Example to get the *.log file of the COLMAP reconstruction of this tutorial:
> python convert_to_logfile.py Ignatius_COLMAP/sparse/0/ cameras.log Ignatius_COLMAP COLMAP jpg

Example to get the *.log file of a MVE based SfM file:
> python convert_to_logfile.py mve-folder/synth_0.out mve.log mve_test/views/ MVE

Example to get the *.log file of a VisualSfM based SfM file:
> python convert_to_logfile.py vsfm-folder/result.nvm vsfm_log.log vsfm_test/ input_images/ VSFM jpg

If you convert COLMAP SfM data you will need the COLMAP read_model.py script in the same folder you are executing the this script from.

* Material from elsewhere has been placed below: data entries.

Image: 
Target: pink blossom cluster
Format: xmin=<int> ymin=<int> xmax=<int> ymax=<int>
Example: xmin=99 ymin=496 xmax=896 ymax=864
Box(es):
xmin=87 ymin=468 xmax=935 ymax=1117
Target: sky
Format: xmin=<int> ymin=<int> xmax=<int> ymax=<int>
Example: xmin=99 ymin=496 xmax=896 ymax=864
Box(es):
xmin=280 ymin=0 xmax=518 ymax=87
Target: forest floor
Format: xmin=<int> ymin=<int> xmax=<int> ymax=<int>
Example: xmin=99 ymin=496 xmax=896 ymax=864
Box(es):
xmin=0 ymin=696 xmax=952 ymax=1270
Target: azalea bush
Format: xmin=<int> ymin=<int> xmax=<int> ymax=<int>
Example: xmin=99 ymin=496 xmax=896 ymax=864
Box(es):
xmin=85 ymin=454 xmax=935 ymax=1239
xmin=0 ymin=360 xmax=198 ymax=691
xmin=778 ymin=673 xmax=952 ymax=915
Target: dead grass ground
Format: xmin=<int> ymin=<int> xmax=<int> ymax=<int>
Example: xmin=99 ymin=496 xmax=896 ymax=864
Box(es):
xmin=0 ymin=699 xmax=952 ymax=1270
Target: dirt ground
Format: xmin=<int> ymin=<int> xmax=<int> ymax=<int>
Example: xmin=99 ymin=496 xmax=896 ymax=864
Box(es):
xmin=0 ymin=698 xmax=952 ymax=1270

Case 2: Reconstruction from a video

If you used the video and sampled your own set of images, it is important to submit a log file which includes interpolated camera poses for all the individual frames of the video. First, create a log file (cameras.log) using the script in Case 1. Then edit a mapping.txt file that includes information about which video frames you sampled. For this tutorial example it would look like the following:

[number of input camera poses]
[number of frames in the video]
[Image ID] [video frame ID] : (repeat for every image)

Example mapping file of this tutorial: 
0 1
1 31
2 61
3 91
4 121

The full mapping file for this tutorial can be downloaded here. Using the log file interpolation function from our toolbox you can now generate a log file (Ignatius.log) which includes interpolated camera poses for every frame:

> python TanksAndTemples/python_toolbox/interpolate_log_file.py cameras.log Ignatius_mapping.txt Ignatius.log

If Ignatius would be part of our test set, you could just take the Ignatius.log file and rename the reconstruction to "Ignatius.ply" and do this for all other reconstructions of the advanced or intermediate set, and you would be ready to make a submission. Check the Submit section of this site for further details on how to proceed with a test set submission.